Some health policies fail because commitments were never followed through with execution plans or because of the obduracy that repeatedly characterizes Commonwealth State consultations. Federalism has created as a dysfunctional mess with arrangements which leave coherent policy making more or less impossible. Increasing or re-allocating public finance to support action across the social determinants of health and health-related behaviors is primary to enhanced health and health equity.

References List

Althaus, C., Bridgman, P, & Davis, G.I. 2007. The Australian policy handbook (4th ed). Crows Nest, NSW :Allan and Unwin.

Andrews, K. 2002. National Strategy for an Ageing Australia.. Australia: Commonwealth of Australia.

Bardach, E. 2000. A Practical Guide for Policy Analysis. Chatham House Publishers, New York.

Barraclough, S. & Gardner, H. (eds) 2008, Analyzing health policy: A problem-oriented approach, Churchill Livingstone Elsevier., Sydney.

Costello-Nickitas, d.

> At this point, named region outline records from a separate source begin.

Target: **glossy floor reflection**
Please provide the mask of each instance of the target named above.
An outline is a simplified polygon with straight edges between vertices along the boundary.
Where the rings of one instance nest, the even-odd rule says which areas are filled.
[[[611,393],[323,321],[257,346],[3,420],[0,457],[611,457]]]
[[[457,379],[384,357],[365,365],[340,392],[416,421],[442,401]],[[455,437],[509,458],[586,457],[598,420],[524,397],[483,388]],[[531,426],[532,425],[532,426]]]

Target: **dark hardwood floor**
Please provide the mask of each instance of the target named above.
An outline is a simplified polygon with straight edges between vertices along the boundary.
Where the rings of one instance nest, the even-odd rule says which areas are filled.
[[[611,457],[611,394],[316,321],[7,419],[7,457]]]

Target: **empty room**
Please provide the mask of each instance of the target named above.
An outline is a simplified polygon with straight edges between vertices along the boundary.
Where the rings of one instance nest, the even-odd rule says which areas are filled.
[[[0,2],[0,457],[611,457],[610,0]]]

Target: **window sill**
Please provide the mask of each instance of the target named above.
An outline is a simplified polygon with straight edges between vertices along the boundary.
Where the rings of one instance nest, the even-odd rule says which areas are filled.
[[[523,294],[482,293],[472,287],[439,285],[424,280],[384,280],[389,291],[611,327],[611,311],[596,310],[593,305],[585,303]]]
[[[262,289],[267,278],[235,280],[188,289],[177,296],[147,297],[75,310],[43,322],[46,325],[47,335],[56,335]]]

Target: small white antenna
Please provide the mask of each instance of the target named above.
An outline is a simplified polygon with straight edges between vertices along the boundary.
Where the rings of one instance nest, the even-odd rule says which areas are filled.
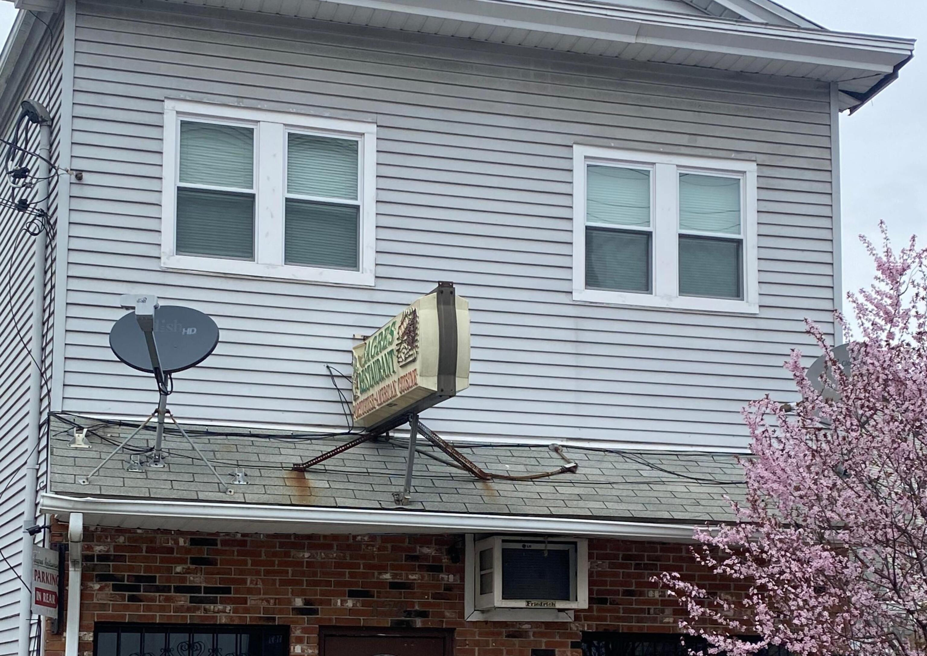
[[[74,426],[74,437],[68,446],[70,448],[90,448],[90,443],[87,442],[87,429]]]

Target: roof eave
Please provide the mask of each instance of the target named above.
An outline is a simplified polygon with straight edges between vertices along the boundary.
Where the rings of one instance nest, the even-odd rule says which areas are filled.
[[[69,497],[44,492],[39,511],[62,519],[83,514],[88,525],[149,530],[286,534],[504,533],[568,535],[660,542],[692,542],[695,525],[538,515],[489,515],[365,510],[315,506],[273,506],[162,499]]]
[[[784,76],[836,82],[841,90],[857,94],[866,94],[870,88],[863,88],[865,83],[861,80],[871,77],[875,85],[895,72],[899,64],[912,57],[915,43],[912,39],[660,13],[581,0],[325,1],[503,29],[540,31],[656,48],[682,48],[728,56],[726,59],[733,57],[767,62],[756,72],[775,71],[781,68],[777,66],[779,63],[800,65],[811,72]],[[815,71],[824,70],[830,72],[815,75]],[[834,70],[842,72],[835,74]]]

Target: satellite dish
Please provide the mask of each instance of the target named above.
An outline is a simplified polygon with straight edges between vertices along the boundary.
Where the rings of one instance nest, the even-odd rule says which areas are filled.
[[[844,370],[844,374],[846,376],[850,375],[850,369],[853,364],[853,359],[850,357],[849,346],[849,344],[841,344],[840,346],[833,347],[833,357],[836,358],[838,366]],[[812,362],[806,373],[808,378],[808,383],[810,383],[815,391],[820,394],[824,398],[830,398],[832,400],[840,398],[840,393],[832,387],[825,386],[824,381],[821,380],[821,376],[825,375],[829,382],[836,383],[827,356],[821,356]]]
[[[219,344],[219,326],[197,309],[162,305],[154,316],[154,335],[164,373],[196,367],[210,357]],[[135,312],[120,319],[109,331],[109,347],[133,369],[154,372],[145,333]]]

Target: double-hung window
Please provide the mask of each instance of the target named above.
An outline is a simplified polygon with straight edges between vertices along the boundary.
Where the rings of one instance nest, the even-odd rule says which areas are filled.
[[[374,284],[372,123],[165,102],[161,263]]]
[[[758,311],[756,165],[574,146],[573,296]]]

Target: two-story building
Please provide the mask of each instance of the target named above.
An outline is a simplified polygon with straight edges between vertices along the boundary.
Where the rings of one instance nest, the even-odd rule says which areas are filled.
[[[676,654],[654,574],[737,594],[686,542],[730,519],[741,409],[833,334],[838,116],[913,42],[770,0],[17,6],[0,653]],[[413,383],[352,389],[352,349],[442,281],[456,350],[390,361],[457,393],[368,439]],[[126,294],[214,351],[127,366]]]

M., Middaugh, d. J., & Aries, n. 2011. Policy and politics for nurses and other health professions: advocacy and action. Sudbury, Mass, Jones and Bartlett Publishers.

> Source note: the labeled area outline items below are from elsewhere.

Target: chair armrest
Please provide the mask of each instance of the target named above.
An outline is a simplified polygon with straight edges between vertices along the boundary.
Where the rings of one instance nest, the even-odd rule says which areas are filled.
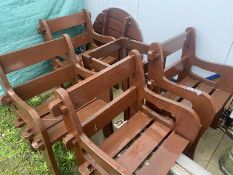
[[[169,81],[165,77],[163,77],[159,86],[181,98],[189,100],[192,103],[192,108],[201,120],[202,132],[210,126],[216,111],[213,100],[207,93],[179,85]]]
[[[95,74],[95,72],[80,66],[79,63],[75,64],[75,70],[76,70],[76,73],[83,78],[88,78]]]
[[[101,167],[105,169],[109,174],[115,175],[128,175],[130,172],[121,166],[118,162],[113,160],[110,156],[104,153],[100,148],[98,148],[92,141],[85,135],[82,134],[79,136],[80,141],[79,144],[84,149],[86,154],[90,155],[91,158],[97,162]],[[85,156],[84,152],[84,156]],[[85,156],[87,159],[87,155]]]
[[[165,68],[164,70],[165,77],[171,80],[174,76],[184,71],[184,68],[187,62],[188,62],[188,57],[185,57],[181,60],[176,61],[175,63],[168,66],[167,68]]]
[[[155,94],[146,87],[142,96],[158,108],[174,114],[176,120],[174,125],[175,131],[189,140],[191,144],[194,142],[201,128],[201,124],[199,117],[193,109]]]
[[[103,44],[116,40],[114,37],[101,35],[101,34],[96,33],[95,31],[92,31],[92,34],[93,34],[93,38],[95,40],[97,40]]]
[[[233,93],[233,84],[231,83],[233,78],[232,66],[211,63],[200,58],[194,59],[193,65],[220,74],[217,88]]]
[[[17,106],[18,110],[20,110],[24,116],[27,116],[28,119],[33,122],[36,132],[42,135],[41,139],[48,138],[46,127],[36,110],[24,102],[14,91],[8,91],[8,94],[11,102]]]

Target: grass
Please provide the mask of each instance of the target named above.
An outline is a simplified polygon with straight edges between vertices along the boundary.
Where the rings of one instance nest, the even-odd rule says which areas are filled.
[[[50,94],[34,97],[28,101],[37,106]],[[21,132],[13,126],[15,116],[9,106],[0,106],[0,174],[49,175],[47,163],[38,151],[33,151],[21,138]],[[61,143],[53,147],[62,174],[77,174],[75,157]]]

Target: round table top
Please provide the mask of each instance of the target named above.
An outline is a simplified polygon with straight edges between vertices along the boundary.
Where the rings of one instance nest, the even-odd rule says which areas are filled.
[[[143,41],[141,30],[136,20],[119,8],[103,10],[95,19],[94,30],[102,35],[120,38],[122,36]]]

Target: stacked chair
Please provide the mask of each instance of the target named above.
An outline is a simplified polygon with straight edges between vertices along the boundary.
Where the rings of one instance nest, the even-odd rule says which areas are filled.
[[[105,24],[113,12],[105,11]],[[80,35],[53,38],[56,32],[80,25],[84,29]],[[40,20],[38,29],[45,43],[0,56],[6,92],[2,103],[12,105],[16,127],[23,129],[33,149],[45,153],[55,174],[60,171],[52,145],[58,141],[74,150],[83,175],[167,174],[182,152],[193,156],[201,135],[216,123],[232,95],[232,67],[198,59],[193,28],[164,43],[147,45],[97,34],[89,12],[83,10]],[[76,54],[82,46],[85,52]],[[181,60],[165,68],[166,57],[180,49]],[[52,72],[10,85],[8,73],[46,60],[51,61]],[[220,78],[201,78],[192,66],[217,72]],[[123,92],[113,98],[109,92],[119,84]],[[35,108],[27,104],[50,89],[55,91],[53,99]],[[122,112],[125,123],[113,132],[112,120]],[[105,140],[96,145],[90,138],[102,129]]]
[[[72,27],[79,27],[80,30],[83,29],[83,33],[77,36],[71,37],[72,44],[74,49],[80,48],[79,43],[82,42],[85,47],[85,52],[88,50],[92,50],[96,48],[96,44],[105,44],[114,40],[114,37],[105,36],[96,33],[93,30],[90,13],[83,9],[80,13],[75,13],[69,16],[63,16],[55,19],[45,20],[42,19],[39,21],[38,31],[43,34],[44,41],[50,41],[54,39],[54,35],[58,32],[62,32],[66,29],[70,29]],[[84,53],[82,53],[84,54]],[[82,54],[77,55],[77,59],[82,61]],[[62,55],[60,55],[62,56]],[[108,56],[105,58],[101,58],[104,63],[112,64],[116,61],[116,58],[112,56]],[[54,67],[62,66],[62,62],[59,58],[52,58],[51,62]],[[97,67],[98,69],[98,67]]]
[[[82,124],[76,109],[126,78],[130,79],[128,89],[93,114],[92,120]],[[50,105],[50,111],[56,111],[54,117],[64,116],[69,128],[67,137],[76,138],[80,151],[78,158],[83,159],[79,170],[83,175],[166,174],[179,155],[192,145],[201,127],[191,108],[184,108],[146,88],[142,59],[137,50],[82,83],[56,92],[61,101]],[[157,114],[145,105],[145,101],[173,117]],[[130,108],[129,120],[100,146],[89,139],[93,132],[127,108]]]
[[[81,46],[83,43],[81,41],[77,44]],[[46,75],[42,75],[15,88],[10,85],[6,77],[8,73],[59,55],[66,55],[66,65],[62,68],[55,69]],[[50,89],[61,87],[67,82],[80,82],[93,75],[94,72],[79,65],[68,35],[31,48],[1,55],[0,71],[1,85],[6,92],[6,95],[2,98],[2,103],[12,104],[16,115],[15,126],[23,128],[23,137],[29,141],[33,149],[41,150],[45,153],[51,170],[55,174],[59,174],[52,145],[66,136],[67,129],[64,125],[63,117],[54,118],[49,111],[49,103],[56,100],[56,98],[36,108],[29,106],[26,100]],[[90,114],[98,111],[106,104],[108,92],[106,92],[106,95],[103,94],[102,97],[78,109],[82,118],[81,121],[88,120]]]

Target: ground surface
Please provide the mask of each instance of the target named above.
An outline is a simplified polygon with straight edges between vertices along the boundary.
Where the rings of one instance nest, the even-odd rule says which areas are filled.
[[[36,97],[30,104],[38,105],[46,98]],[[13,126],[14,118],[10,107],[0,106],[0,174],[51,174],[42,155],[32,151],[21,138],[20,131]],[[233,141],[222,131],[209,128],[198,144],[194,160],[213,175],[222,175],[218,160],[232,145]],[[74,155],[60,143],[54,146],[54,151],[62,174],[77,174]]]
[[[44,101],[47,96],[30,100],[32,106]],[[2,175],[48,175],[47,164],[39,152],[30,149],[21,138],[20,130],[13,126],[14,114],[10,107],[0,106],[0,174]],[[61,143],[54,146],[62,174],[76,174],[75,158]]]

Daniels N, Light D, and Caplan R. 1996. Benchmarks of Fairness for Health Care Reform. Oxford University Press, New York.

Gardner, H., & Gardner, H. 1997. Health policy in Australia. Melbourne, Oxford University Press.

Germov, J. (ed.) 2009, Second opinion an introduction to health sociology, 4th edn, Oxford University Press, South Melbourne.

Gray, G. 1998. Access to Medical Care under Strain: New Pressures in Canada and Australia. Journal of Health Politics, Policy and Law. 23, 905.

Lin V, Smith J, and Fawkes S. 2006. Public Health Practice in Australia: The organized effort. Allen & Unwin, Sydney.

Reilly, S. 2006. Medicare reform 2003-2004: an analysis of competing structural interests on policy. Thesis (M.Publ.Hlth.) — La Trobe University.

Taylor, S., Foster, M., & Flemming, J. 2007. Health care practice in Australia: policy, context and innovations. South Melbourne, Vic, Oxford University Press.